132 N.E. 121 | NY | 1921

This action was brought to recover the value of merchandise delivered by plaintiff to defendant, a cartman, for transportation within the city of New York. After the goods had been delivered to him and placed upon his cart he was temporarily called away and while thus absent some thief drove his cart away and stole the merchandise.

It was established, we think, that if defendant received these goods as an ordinary bailee he was not guilty of any neglect of duty which made him responsible for the value thereof. On the other hand, it is practically conceded by him that if he received the goods as a common carrier he has not offered any excuse or defense which relieves him from responsibility for their value. It has thus far been held as matter of law that he was not a common carrier and was not liable for the value of the merchandise. The decisive question, therefore, presented for our consideration is whether this conclusion was correct. We do not think that it was.

Defendant was a public cartman duly licensed under an ordinance of the city of New York. Under this ordinance and the license which he took out thereunder he became engaged in the business of public, that is, general carting. He was privileged in the case of certain bulky articles to make a special contract for his compensation but otherwise he was compelled to carry such *380 articles as might be intrusted to him under a regular scale of prices.

So far as appears his time was devoted to this business of carting. He had a regular stand upon one of the streets of the city whereof the only purpose could be to invite and accept such business as might be offered to him by any one who desired his services. Much stress is laid upon the fact that the bulk of his business came from certain classes of merchants in the neighborhood of the stand which he occupied but to our mind this means nothing more than that naturally those who sought and employed his services were the ones nearby who knew of his location rather than those in some distant part of the city who knew nothing of him and whose convenience would not be served by hiring him. There is nothing to indicate that his customers were controlled or classified by any other test or rule than that of mere proximity and convenience. The business which he carried on is fairly described by him in his evidence, some of which may be quoted as follows:

"Q. Are you located at any particular place or have you a stand at any particular place? A. I stand at Fifteenth street and Sixth avenue.

"Q. Where are your customers? A. They are around in that particular neighborhood. * * *

"Q. Where do you truck merchandise to? A. To the piers and city deliveries.

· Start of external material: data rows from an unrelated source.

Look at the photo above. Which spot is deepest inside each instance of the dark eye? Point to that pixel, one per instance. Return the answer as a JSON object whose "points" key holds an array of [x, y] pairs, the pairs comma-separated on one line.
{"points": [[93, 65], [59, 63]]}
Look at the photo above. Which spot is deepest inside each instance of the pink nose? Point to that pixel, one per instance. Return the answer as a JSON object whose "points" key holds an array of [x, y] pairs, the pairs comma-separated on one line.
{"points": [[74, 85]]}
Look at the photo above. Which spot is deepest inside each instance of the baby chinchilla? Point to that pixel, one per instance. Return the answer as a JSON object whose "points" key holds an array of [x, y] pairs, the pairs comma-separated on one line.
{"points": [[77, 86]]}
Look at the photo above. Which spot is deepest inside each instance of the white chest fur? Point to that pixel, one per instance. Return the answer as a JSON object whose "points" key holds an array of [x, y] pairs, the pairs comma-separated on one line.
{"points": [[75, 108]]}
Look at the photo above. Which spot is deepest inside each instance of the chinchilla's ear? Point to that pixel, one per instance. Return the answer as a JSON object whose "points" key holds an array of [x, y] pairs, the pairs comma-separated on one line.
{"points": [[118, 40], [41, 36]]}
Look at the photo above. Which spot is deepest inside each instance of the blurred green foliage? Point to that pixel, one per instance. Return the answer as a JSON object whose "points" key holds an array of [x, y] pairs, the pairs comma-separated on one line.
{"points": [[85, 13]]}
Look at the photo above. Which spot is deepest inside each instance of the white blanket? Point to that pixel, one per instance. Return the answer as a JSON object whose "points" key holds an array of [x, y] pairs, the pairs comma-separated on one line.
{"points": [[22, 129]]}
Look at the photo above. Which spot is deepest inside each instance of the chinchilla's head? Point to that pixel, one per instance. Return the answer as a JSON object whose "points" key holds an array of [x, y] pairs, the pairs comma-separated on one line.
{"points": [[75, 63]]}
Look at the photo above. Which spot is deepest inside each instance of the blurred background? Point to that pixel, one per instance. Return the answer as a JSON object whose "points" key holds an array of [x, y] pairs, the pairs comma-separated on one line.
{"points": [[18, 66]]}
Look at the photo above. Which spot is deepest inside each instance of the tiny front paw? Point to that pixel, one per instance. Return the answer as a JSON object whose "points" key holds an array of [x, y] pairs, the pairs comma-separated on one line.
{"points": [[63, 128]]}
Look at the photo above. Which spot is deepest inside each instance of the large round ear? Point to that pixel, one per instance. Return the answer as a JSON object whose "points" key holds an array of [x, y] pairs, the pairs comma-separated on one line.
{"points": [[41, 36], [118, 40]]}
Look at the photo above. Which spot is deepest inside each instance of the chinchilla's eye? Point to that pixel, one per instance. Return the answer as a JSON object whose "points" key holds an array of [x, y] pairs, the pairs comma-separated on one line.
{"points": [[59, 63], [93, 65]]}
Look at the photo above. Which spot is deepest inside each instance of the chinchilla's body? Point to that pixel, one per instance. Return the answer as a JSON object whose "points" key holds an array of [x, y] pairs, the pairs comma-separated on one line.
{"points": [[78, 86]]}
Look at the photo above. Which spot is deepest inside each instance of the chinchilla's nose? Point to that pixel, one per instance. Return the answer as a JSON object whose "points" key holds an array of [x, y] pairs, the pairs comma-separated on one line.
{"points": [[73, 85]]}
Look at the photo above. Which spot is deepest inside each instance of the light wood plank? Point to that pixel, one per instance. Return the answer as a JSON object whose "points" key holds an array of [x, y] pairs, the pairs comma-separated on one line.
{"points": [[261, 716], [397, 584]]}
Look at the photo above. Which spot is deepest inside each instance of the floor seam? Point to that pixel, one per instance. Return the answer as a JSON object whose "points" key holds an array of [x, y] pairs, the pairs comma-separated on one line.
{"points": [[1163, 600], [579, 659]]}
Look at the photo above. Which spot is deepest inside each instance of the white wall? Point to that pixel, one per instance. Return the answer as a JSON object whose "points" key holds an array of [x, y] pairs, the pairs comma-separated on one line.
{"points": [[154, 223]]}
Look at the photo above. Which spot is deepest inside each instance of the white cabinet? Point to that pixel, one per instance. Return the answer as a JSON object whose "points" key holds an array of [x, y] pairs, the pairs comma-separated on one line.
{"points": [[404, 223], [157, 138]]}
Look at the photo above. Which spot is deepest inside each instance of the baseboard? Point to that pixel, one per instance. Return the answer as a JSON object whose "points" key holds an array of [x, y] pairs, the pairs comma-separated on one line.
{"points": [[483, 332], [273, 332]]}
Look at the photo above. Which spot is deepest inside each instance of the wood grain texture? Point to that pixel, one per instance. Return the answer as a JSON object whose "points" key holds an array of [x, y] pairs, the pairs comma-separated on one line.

"Q. You make deliveries all over the city? A. Yes, sir. * * *

"Q. Do you have any special routes? Not exactly special routes — it all depends on the goods you have for delivery? A. Yes, sir.

"Q. How many deliveries do you make in a day — any special number? A. Sometimes 20, sometimes 15 and sometimes 30.

"Q. That depends? A. It depends on what I pick up from certain people. *381

"Q. When you get a truck load full you start off to deliver? A. Yes, sir.

"Q. And you wait until you have a truck full before you start delivering, is that correct? A. Yes, sir, I take all that I can possibly get from all the people and when they give me their goods and when I get a truck full, I go around and make deliveries."

As we have indicated it seems to us perfectly clear that the business thus described was that of a common carrier of goods. Defendant was either a private carrier carrying occasionally for some particular person under some particular arrangement or he was a common carrier engaged in the general business of carrying goods generally for those who desired his services. It seems plain that his case is not fitted by the former description but that he comes within the latter definition. (Anderson v.Fidelity Cas. Co., 228 N.Y. 475; Jackson A. Iron Works v.Hurlburt, 158 N.Y. 34; Allen v. Sackrider, 37 N.Y. 341.)

According to these views we think the judgment appealed from should be reversed and a new trial granted, with costs to abide event.

HOGAN, McLAUGHLIN, CRANE and ANDREWS, JJ., concur; CHASE and CARDOZO, JJ., dissent.